Pitt senior forward Robinson fighting through knee pain
Pitt forward Nasir Robinson said the pain is so severe in his twice-repaired right knee that he would have considered taking a redshirt if this wasn't his senior season.
"Most definitely, I would have thought about it," he said. "I'm not 100 percent. I'm not making any excuses. It's just something I have been battling through all season."
Robinson is expected to make his 51st consecutive start — 85th overall — Wednesday against St. John's in his final regular-season game at Petersen Events Center. Doctors have suggested that he give the knee a rest, but Robinson has refused.
"I felt my body could fight through the pain," he said.
Robinson, who leads the team in rebounds with 6.8 per game, has fluid drained from his knee at regular intervals.

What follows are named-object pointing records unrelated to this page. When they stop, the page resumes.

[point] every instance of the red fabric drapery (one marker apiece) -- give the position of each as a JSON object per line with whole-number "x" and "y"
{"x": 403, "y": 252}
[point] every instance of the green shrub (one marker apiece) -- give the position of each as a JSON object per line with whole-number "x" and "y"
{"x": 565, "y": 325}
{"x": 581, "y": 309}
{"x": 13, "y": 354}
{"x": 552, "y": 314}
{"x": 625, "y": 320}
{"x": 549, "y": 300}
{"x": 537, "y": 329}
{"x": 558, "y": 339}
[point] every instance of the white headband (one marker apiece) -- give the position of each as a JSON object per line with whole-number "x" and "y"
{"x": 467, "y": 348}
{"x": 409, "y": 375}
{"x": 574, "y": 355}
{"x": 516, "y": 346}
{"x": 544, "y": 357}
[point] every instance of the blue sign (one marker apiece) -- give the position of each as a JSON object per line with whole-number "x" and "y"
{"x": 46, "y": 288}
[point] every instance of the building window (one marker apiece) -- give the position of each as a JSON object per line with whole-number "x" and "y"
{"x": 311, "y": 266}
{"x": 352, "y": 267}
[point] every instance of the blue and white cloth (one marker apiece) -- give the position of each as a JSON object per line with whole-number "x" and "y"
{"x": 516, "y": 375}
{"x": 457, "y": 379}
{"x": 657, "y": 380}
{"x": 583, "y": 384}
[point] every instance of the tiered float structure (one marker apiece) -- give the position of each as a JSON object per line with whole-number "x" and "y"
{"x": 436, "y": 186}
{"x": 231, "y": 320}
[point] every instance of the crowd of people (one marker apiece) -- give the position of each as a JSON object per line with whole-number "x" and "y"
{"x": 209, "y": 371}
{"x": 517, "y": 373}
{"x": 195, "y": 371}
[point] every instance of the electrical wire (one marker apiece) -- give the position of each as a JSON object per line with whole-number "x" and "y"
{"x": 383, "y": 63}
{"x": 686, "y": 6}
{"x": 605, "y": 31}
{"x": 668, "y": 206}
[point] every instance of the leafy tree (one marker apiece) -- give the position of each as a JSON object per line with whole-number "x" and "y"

"Once I get rolling and my knee warmed up and my blood running, I should be good," he said. "It's stiff (before it's drained). Sometimes, it's hard for me to bend it like I want to bend it. When I get it drained, it's fluid."
Pitt coach Jamie Dixon said trainer Tony Salesi has been amazed at the amount of drainage.
"Last week, there was a day where he was supposed to get it drained and it didn't need any," Dixon said. "The next day he needed a huge amount of drainage."
The past two years have been difficult for Robinson, who missed the first three games of last season after surgery on the meniscus in his knee. Then, in Pitt's NCAA Tournament loss to Butler, he committed a foul 90 feet from the basket that led to the winning free throw with 0.8 seconds left in the game.
Before this season the knee needed more surgery, but he returned in time to start the season.
Pitt (15-14, 4-12) has lost 13 of its past 17 games and is suffering through its worst season in more than a decade.
"It's real tough," he said, "but I'm not giving up and my teammates aren't giving up."